1. Wat is recht
- Recht speelt een belangrijke rol in onze maatschappij.
- Het is de organisatie van onze samenleving.
- Het recht bevat gedragsregels, maar ook procedure regels die bepalen hoe recht tot stand
komt. M.a.w. is opgelegd door de staat met algemene geldende normen.
- Recht is afdwingbaar.
- Moraal is niet afdwingbaar —> gaat af op het gevoel.
- Discussies voor moraal recht BV:
- abortus —> recht, maar moraal wordt er anders onder gedacht.
- Euthanasiewet —> conflict met moraal
- Procedurefouten —> rechtszekerheden hebben voorrang.

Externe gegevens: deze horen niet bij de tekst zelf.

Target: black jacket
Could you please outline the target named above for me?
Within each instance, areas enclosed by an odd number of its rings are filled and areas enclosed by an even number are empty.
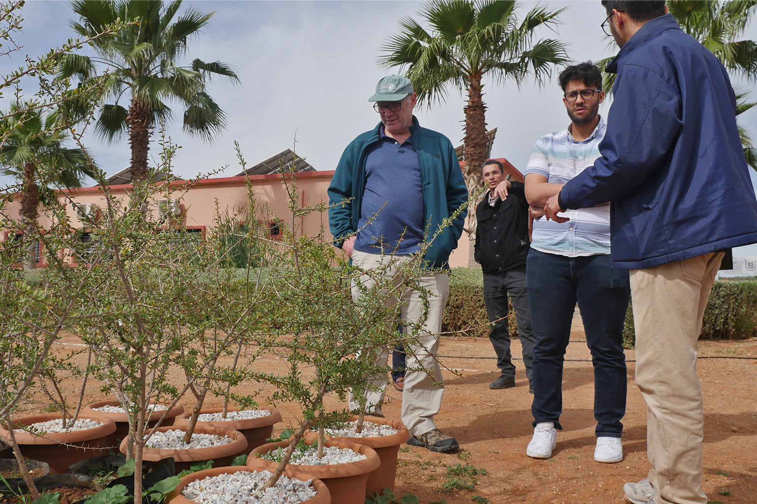
[[[476,207],[474,257],[484,275],[502,274],[525,264],[530,249],[528,203],[522,182],[511,182],[507,199],[489,206],[489,191]]]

We spreken van rechts als:
1. Een rationeel opgebouwd geheel
= recht bestaat uit allemaal deeltjes die altijd min of meer met elkaar verbonden
zijn.
2. Van begrippen en normen
= elke term heeft zijn eigen specifieke betekenis, die door de wet, rechtspraak,
rechtsleer of gewoontes is vastgelegd.
3. Doel is om de maatschappij te ordenen
= Het is als het ware een middel om het wereldbeeld dat men kiest na te streven.
4. Overheidswege opgelegd/ erkende sancties kleven
= Een norm is slechts een norm als er een sanctie aan verbonden is. Een sanctie is
vaak door de overheid erkend, maar wordt niet door de overheid opgelegd.
Objectief recht
- Abstracte normen, los van de concrete toepassing of de individuele gevolgen voor de persoon.

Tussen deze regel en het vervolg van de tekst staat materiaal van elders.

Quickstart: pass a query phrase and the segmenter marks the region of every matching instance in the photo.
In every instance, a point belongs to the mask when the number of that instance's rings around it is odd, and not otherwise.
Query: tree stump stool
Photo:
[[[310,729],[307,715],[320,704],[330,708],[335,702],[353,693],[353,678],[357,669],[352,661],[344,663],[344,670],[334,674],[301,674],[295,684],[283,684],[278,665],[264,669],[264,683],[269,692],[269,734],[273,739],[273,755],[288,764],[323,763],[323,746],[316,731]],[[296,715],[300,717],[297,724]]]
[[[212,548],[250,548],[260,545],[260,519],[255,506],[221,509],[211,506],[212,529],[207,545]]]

- objectief recht bepaald de subjectieve rechten van de mens in de samenleving.
- rechtsregels
Rechtsonderhorigen
- Persoon die de normen met naleven.
Subjectief rechten
- Recht voor een specifiek persoon of groep geld. Bevoegdheden die toekomen aan personen.

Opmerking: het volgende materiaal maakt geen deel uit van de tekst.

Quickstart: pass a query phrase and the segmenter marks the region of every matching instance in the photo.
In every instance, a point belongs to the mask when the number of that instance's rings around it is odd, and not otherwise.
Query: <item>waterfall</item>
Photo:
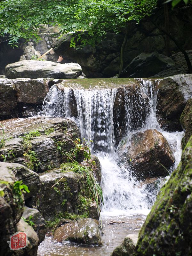
[[[89,79],[86,80],[87,84]],[[134,86],[124,85],[118,88],[96,86],[86,89],[53,85],[45,99],[41,113],[47,116],[75,118],[82,138],[93,141],[92,152],[99,157],[102,169],[101,186],[105,204],[103,213],[143,212],[154,203],[157,192],[155,191],[151,195],[149,202],[146,186],[135,180],[127,164],[118,162],[115,140],[119,132],[122,101],[125,113],[122,118],[122,127],[124,124],[128,144],[132,134],[136,131],[156,129],[167,139],[173,150],[176,160],[175,167],[180,159],[183,133],[163,131],[156,118],[158,80],[137,80],[140,86],[136,91],[134,90]],[[115,116],[114,107],[116,104],[119,108]]]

- Individualisering van een objectief rechtsregel.
- Toepassing: ik heb recht op….
Vaak wanneer een objectief recht geschonden word, heeft men een subjectieve heeft (bv: recht
op een schadevergoeding etc.)
,Vanuit een objectief recht volgt een subjectief recht dat toegekend wordt aan een persoon of
groep.
- Voorbeeld: Persoon x moet aan persoon y een schadevergoeding terug betalen.
—>Dit is dus alleen geldig in een bepaalde situatie.
“Ik heb recht op een vergoeding van persoon y.”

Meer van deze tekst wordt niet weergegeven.